The most recent cluster nodes at work use in-band remote-management,
that is: The management card that allows resetting the machines and
things like that uses the same physical interface the machine uses
for its normal ethernet connection. The way this works is that
packets tagged with a certain VLAN ID reach only the management
card, while everything else goes to the normal network interface
that e.g. the linux kernel sees. Though my gut feeling told me
this was a stupid idea from the start, we had to accept it for
the simple reason that everything else was impractical. There
was just no space for another set of cables and switches for
dedicated management interfaces.
At first, everything went surprisingly smooth. Everything could
be easily configured, and worked flawlessly from the start.

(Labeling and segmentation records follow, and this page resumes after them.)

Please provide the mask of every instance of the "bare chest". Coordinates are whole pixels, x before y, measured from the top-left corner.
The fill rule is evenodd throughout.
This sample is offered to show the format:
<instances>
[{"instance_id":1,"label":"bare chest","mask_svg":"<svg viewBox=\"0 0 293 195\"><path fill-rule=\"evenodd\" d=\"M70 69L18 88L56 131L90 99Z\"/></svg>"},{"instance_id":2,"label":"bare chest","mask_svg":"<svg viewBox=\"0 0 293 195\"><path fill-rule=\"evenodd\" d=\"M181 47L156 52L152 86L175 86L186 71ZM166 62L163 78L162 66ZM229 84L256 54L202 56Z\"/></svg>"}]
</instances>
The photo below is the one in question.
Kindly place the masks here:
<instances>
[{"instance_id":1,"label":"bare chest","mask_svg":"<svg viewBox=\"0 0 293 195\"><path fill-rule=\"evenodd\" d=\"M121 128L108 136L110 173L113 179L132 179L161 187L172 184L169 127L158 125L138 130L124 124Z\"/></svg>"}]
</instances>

Until we booted a 9.10 Ubuntu instead of the 8.04 LTS that
usually runs there. Somewhere in the middle of the messages
the kernel writes during boot, the serial console (which is
serial-over-lan through the management card) would just stop
responding, in fact the whole management card would suddenly
not reply to anything anymore, until either the management
card or the whole machine was reset.
It took a while to work that one out. The last message on
the console before it died was not always the same, but it
was usually within the same 10 lines. I finally realized
that it always died few seconds after loading the network
driver.
Further investigation revealed quite a few amusing details.
- Ubuntu 8.04 LTS was the only version that
would work. All later versions would show the
exact same behaviour. The same was true if a current version
of the driver for the network card ("igb") was used.
Or if the SLES10 SP3 kernel was booted
- If we compiled the LTS kernel ourself, and used that instead
of the official kernel packages, we would have no network at
all. The reason is that the normal kernel does not
contain any igb module at all, Ubuntu has put that into the
"linux-ubuntu-modules" package which is compiled
seperately and automagically installed when needed. In that
modules package they have in fact two different versions
of the igb driver: One is 1.0.8, which is
from November 2007 and doesn't even compile with 2.6.24 without
heavy patching. The other is version 1.3.28.4, which is not
the current version, but a rather current patchlevel of the old
"stable" tree. They put this newer driver
in as igb-next, and patched it, so that it would
only respond to PCI IDs the old igb driver could not handle.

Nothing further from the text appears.